Filmin elbette kusurları var. Bir tempo sorunundan bahsetmek mümkün. Çok göze batmıyor ve kısa süresi bunu görmezden gelmemizi sağlıyor. Diğer kusur gibi gözüken detayların büyük çoğunluğu da Fıratoğlu’nun röportajlarında bahsettiği üzere bütçe sorunu kaynaklı. Zaten, cebinde çok daha başka projeler varken, en çekilebilir olan Hemme olduğu için buna yönelmiş. İyi ki de öyle yapmış. Birçok dilin konuşulduğu, Türkiye özeti gibi farklı karakterlerin olduğu, fazla samimi bir anlatı çıkmış ortaya. Bu aynı zamanda zamanın ve yolun dinginliği, insanı doğruya şevk edici özelliğiyle de alakalı bir film. Eyüp ve Hemme’nin kavgası ve edilen küfür, başta erkeklik üzerinden intikama yol açacak bir sonuç doğuruyor ama zaman geçtikçe, yol aktıkça ve Eyüp kendini dinlemeye başladıkça mantıklı karar verme sürecine giriyor. Bu da hayatta hepimize lazım olan bir “kulağa küpe” olarak zihinlerde yer ediyor.

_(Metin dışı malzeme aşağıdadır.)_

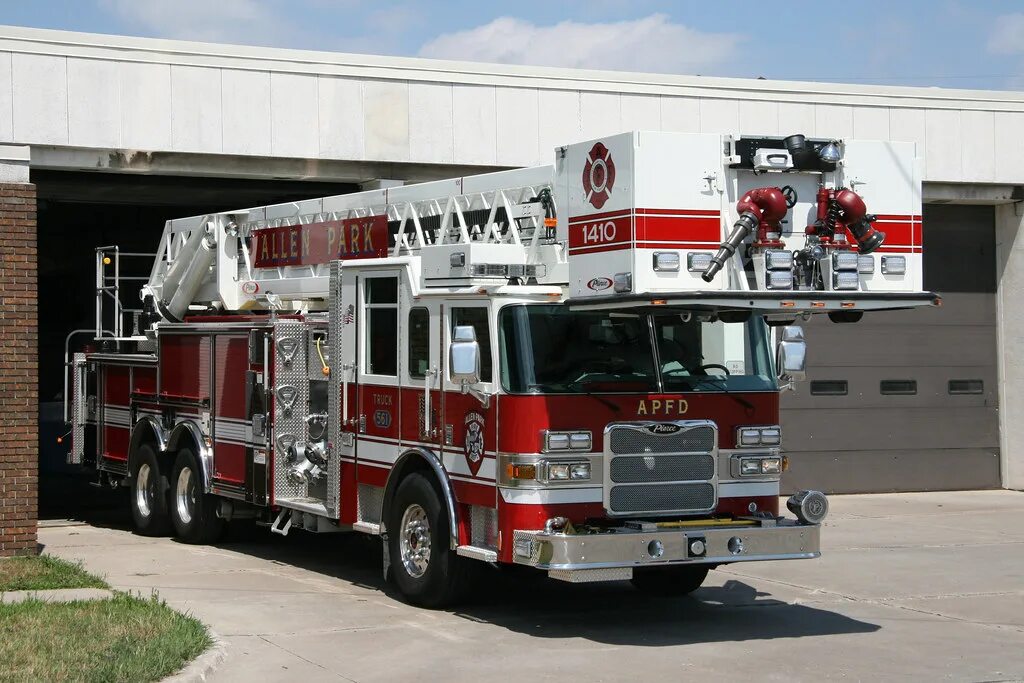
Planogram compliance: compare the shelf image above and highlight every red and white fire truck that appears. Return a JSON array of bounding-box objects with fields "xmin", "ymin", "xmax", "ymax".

Fıratoğlu’nun amacı bu mudur bilinmez ama bir film artık izleyiciye aittir ve izleyici ne alırsa filmi de yıllarca o yüklerle taşır. Velhasıl, Hemme’nin Öldüğü Günlerden Biri, samimi anlatısıyla sinemamıza güzel bir renk katıyor. Bunu yaparken, hem etkilenilen yönetmenlerin filmlerini anımsatıyor, hem de bir o kadar özgün kalmayı başarabiliyor. Yılın izlenmesi gereken önemli filmlerinden biri ve Fıratoğlu’nun bir sonraki filmini heyecanla beklemek için fazlasıyla yeterli.